Fanning the Flames of Latin American Jewish Life
by Fernando Lapiduz
My life began in Rosario, Argentina’s second most important city, located 300 kilometers from Buenos Aires on the expansive Parana River. A city which boasts a preponderance of neoclassical architecture and is a sister city to Haifa, it is where my Jewish family, second generation Argentinians, made their home.
I would characterize the home I grew up in as a place where tradition was respected, but where Jewish observance was minimal. Nonetheless, my family fostered in me a deep love for the Jewish people and our culture. And that love kindled a spark of sorts inside me.
But it was not until I attended a Jewish school for the first time, and afterwards prepared my Bar Mitzvah, that spark grew into a flame and I began to realize my desire to be a guide and leader in the Jewish community.
That’s why I started to formally study our history and traditions, focusing on the religious aspects of Jewish civilization. With an eye to becoming a hazzan first, and a rabbi later on, I joined the choir of the Synagogue of Rosario. Amidst this community of approximately 8,000 Jews, I sang for 10 years and was a soloist for most of those years. In the 1990s, I began my studies and was later ordained a hazzan.
Enmeshed in Rosario’s Jewish religious life, I served as the main hazzan, performing all the religious services. With very deep pride, I officiated hundreds of marriages and funerals, trained and prepared the b’nei mitzvah, and conducted all the ceremonies making up the life of our community.
After the departure of our Rabbi and for 5 years thereafter, I served as Community Director, performing most of the functions of a rabbi and also those of a hazzan. I felt I reached the pinnacle of my Jewish experience. And then something even more life-changing occurred, something that would stoke that flame inside me into a fire: I was contacted by the American Jewish Joint Distribution Committee or as it’s known to us in Latin America, “the Joint,” with an offer to work in the Jewish Community of Cuba.
From January 2007 until the end of 2009, together with my dear wife Patricia, I lived in Cuba and helped provide a plethora of religious, cultural, and humanitarian services to the community, while at the same time serving as the Joint’s Representatives on the lush, Caribbean Island. From Shabbat dinners to educational classes … from b’nei mitzvah training to youth groups, we helped ensure a Jewish future for a community that is proud and ever-growing.
Carrying the unique beat of Jewish life in Cuba with me, I journeyed on, perhaps now more introspective. I was given a new opportunity to further build my Jewish identity, but this time on a personal and professional level. It came in the form of a program called Leatid.
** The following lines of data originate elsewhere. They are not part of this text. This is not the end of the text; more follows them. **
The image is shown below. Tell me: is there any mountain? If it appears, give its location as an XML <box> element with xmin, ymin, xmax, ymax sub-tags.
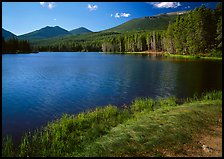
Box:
<box><xmin>2</xmin><ymin>28</ymin><xmax>16</xmax><ymax>39</ymax></box>
<box><xmin>103</xmin><ymin>11</ymin><xmax>187</xmax><ymax>32</ymax></box>
<box><xmin>69</xmin><ymin>27</ymin><xmax>92</xmax><ymax>35</ymax></box>
<box><xmin>18</xmin><ymin>26</ymin><xmax>71</xmax><ymax>40</ymax></box>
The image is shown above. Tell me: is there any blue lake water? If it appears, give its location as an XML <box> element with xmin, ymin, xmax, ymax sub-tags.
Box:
<box><xmin>2</xmin><ymin>52</ymin><xmax>222</xmax><ymax>143</ymax></box>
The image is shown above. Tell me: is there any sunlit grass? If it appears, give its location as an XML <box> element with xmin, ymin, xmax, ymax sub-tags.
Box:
<box><xmin>2</xmin><ymin>91</ymin><xmax>222</xmax><ymax>157</ymax></box>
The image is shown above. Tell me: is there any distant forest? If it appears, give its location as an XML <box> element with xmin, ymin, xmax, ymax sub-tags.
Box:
<box><xmin>2</xmin><ymin>3</ymin><xmax>222</xmax><ymax>56</ymax></box>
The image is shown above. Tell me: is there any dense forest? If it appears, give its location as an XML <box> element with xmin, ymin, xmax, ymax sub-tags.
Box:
<box><xmin>3</xmin><ymin>3</ymin><xmax>222</xmax><ymax>56</ymax></box>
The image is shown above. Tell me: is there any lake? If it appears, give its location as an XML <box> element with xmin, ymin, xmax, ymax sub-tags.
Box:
<box><xmin>2</xmin><ymin>52</ymin><xmax>222</xmax><ymax>141</ymax></box>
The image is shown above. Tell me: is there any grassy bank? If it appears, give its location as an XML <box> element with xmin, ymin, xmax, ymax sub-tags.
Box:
<box><xmin>2</xmin><ymin>91</ymin><xmax>222</xmax><ymax>156</ymax></box>
<box><xmin>100</xmin><ymin>51</ymin><xmax>222</xmax><ymax>60</ymax></box>
<box><xmin>163</xmin><ymin>53</ymin><xmax>222</xmax><ymax>60</ymax></box>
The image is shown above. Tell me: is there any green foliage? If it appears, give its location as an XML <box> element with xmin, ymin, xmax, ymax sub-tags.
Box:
<box><xmin>105</xmin><ymin>15</ymin><xmax>182</xmax><ymax>33</ymax></box>
<box><xmin>131</xmin><ymin>98</ymin><xmax>154</xmax><ymax>113</ymax></box>
<box><xmin>2</xmin><ymin>136</ymin><xmax>14</xmax><ymax>157</ymax></box>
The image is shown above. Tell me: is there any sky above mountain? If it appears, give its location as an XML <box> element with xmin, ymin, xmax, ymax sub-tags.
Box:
<box><xmin>2</xmin><ymin>2</ymin><xmax>218</xmax><ymax>35</ymax></box>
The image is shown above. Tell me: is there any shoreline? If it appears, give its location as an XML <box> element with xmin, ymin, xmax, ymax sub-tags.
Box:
<box><xmin>2</xmin><ymin>91</ymin><xmax>222</xmax><ymax>157</ymax></box>
<box><xmin>100</xmin><ymin>51</ymin><xmax>222</xmax><ymax>60</ymax></box>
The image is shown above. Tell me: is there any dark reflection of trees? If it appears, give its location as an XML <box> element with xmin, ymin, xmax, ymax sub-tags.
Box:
<box><xmin>176</xmin><ymin>61</ymin><xmax>222</xmax><ymax>98</ymax></box>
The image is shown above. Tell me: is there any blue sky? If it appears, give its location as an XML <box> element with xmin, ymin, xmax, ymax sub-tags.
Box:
<box><xmin>2</xmin><ymin>2</ymin><xmax>218</xmax><ymax>35</ymax></box>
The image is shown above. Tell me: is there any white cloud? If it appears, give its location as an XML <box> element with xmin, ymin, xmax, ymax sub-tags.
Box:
<box><xmin>114</xmin><ymin>13</ymin><xmax>131</xmax><ymax>18</ymax></box>
<box><xmin>48</xmin><ymin>2</ymin><xmax>55</xmax><ymax>9</ymax></box>
<box><xmin>114</xmin><ymin>13</ymin><xmax>120</xmax><ymax>18</ymax></box>
<box><xmin>121</xmin><ymin>13</ymin><xmax>131</xmax><ymax>17</ymax></box>
<box><xmin>88</xmin><ymin>4</ymin><xmax>98</xmax><ymax>11</ymax></box>
<box><xmin>40</xmin><ymin>2</ymin><xmax>56</xmax><ymax>9</ymax></box>
<box><xmin>148</xmin><ymin>2</ymin><xmax>181</xmax><ymax>8</ymax></box>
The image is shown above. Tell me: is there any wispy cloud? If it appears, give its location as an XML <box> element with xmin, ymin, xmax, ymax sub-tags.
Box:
<box><xmin>148</xmin><ymin>2</ymin><xmax>181</xmax><ymax>8</ymax></box>
<box><xmin>113</xmin><ymin>13</ymin><xmax>131</xmax><ymax>18</ymax></box>
<box><xmin>48</xmin><ymin>2</ymin><xmax>55</xmax><ymax>9</ymax></box>
<box><xmin>40</xmin><ymin>2</ymin><xmax>45</xmax><ymax>7</ymax></box>
<box><xmin>40</xmin><ymin>2</ymin><xmax>56</xmax><ymax>9</ymax></box>
<box><xmin>88</xmin><ymin>4</ymin><xmax>98</xmax><ymax>11</ymax></box>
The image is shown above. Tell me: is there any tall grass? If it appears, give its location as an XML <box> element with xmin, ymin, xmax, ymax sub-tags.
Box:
<box><xmin>2</xmin><ymin>91</ymin><xmax>222</xmax><ymax>157</ymax></box>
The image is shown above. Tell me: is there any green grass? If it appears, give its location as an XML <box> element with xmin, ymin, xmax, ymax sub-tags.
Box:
<box><xmin>163</xmin><ymin>53</ymin><xmax>222</xmax><ymax>60</ymax></box>
<box><xmin>2</xmin><ymin>91</ymin><xmax>222</xmax><ymax>157</ymax></box>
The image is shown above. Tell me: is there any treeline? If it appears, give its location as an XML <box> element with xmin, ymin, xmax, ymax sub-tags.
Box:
<box><xmin>102</xmin><ymin>3</ymin><xmax>222</xmax><ymax>54</ymax></box>
<box><xmin>164</xmin><ymin>3</ymin><xmax>222</xmax><ymax>54</ymax></box>
<box><xmin>2</xmin><ymin>3</ymin><xmax>222</xmax><ymax>56</ymax></box>
<box><xmin>2</xmin><ymin>37</ymin><xmax>33</xmax><ymax>54</ymax></box>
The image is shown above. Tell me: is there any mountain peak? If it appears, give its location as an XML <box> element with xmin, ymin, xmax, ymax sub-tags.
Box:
<box><xmin>19</xmin><ymin>26</ymin><xmax>71</xmax><ymax>40</ymax></box>
<box><xmin>69</xmin><ymin>27</ymin><xmax>92</xmax><ymax>35</ymax></box>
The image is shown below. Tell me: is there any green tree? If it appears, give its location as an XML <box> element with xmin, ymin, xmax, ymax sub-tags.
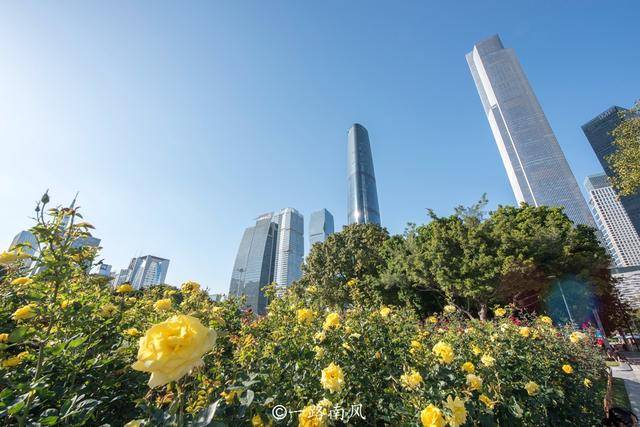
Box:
<box><xmin>607</xmin><ymin>101</ymin><xmax>640</xmax><ymax>196</ymax></box>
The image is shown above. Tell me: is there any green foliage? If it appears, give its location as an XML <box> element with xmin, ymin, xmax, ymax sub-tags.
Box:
<box><xmin>607</xmin><ymin>101</ymin><xmax>640</xmax><ymax>196</ymax></box>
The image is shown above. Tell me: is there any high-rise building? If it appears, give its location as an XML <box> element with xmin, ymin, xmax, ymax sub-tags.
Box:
<box><xmin>309</xmin><ymin>209</ymin><xmax>333</xmax><ymax>246</ymax></box>
<box><xmin>229</xmin><ymin>213</ymin><xmax>278</xmax><ymax>314</ymax></box>
<box><xmin>584</xmin><ymin>173</ymin><xmax>640</xmax><ymax>267</ymax></box>
<box><xmin>347</xmin><ymin>123</ymin><xmax>380</xmax><ymax>225</ymax></box>
<box><xmin>582</xmin><ymin>106</ymin><xmax>640</xmax><ymax>234</ymax></box>
<box><xmin>273</xmin><ymin>208</ymin><xmax>304</xmax><ymax>289</ymax></box>
<box><xmin>466</xmin><ymin>35</ymin><xmax>595</xmax><ymax>227</ymax></box>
Leatid is an exclusive educational and training space for professionals and volunteer leaders of Jewish communities in Latin America. It, too, is run by the Joint. It offers attendees the necessary tools, resources, and content to effectively and strategically run a Jewish community. Additionally, and perhaps most importantly, it helped form a network of Jewish professionals who could exchange stories about our successes and challenges. That way, we could enrich each other with experiences from the different Latin American countries where we lived and worked.
Over those two years of Leatid, I had the opportunity to attend several seminars in other Latin American countries, as well as to participate in distance learning courses from Cuba. And while the resources I acquired over that period of time were essential for my community activity in Havana, they provided me with a wide range of possibilities in order to improve myself professionally and personally in the mid and long term. And little did I know at the time that my long-term would include my current job as the community director and spiritual leader of El Salvador’s Jewish community.
It’s been a long, enriching, and leap-frogged journey from my days in Rosario. My curiosity about Jewish life, at first nothing more than an ember, gave way to dreams of leading my people, whether as a rabbi, a hazzan, or as a communal professional. And today I do all that, and more, as a father to my son Eliel, who represents a new generation for the Jewish people, whether in Rosario, San Salvador, or anywhere in the Jewish world.
Fernando Lapiduz is community director of El Salvador’s Jewish community.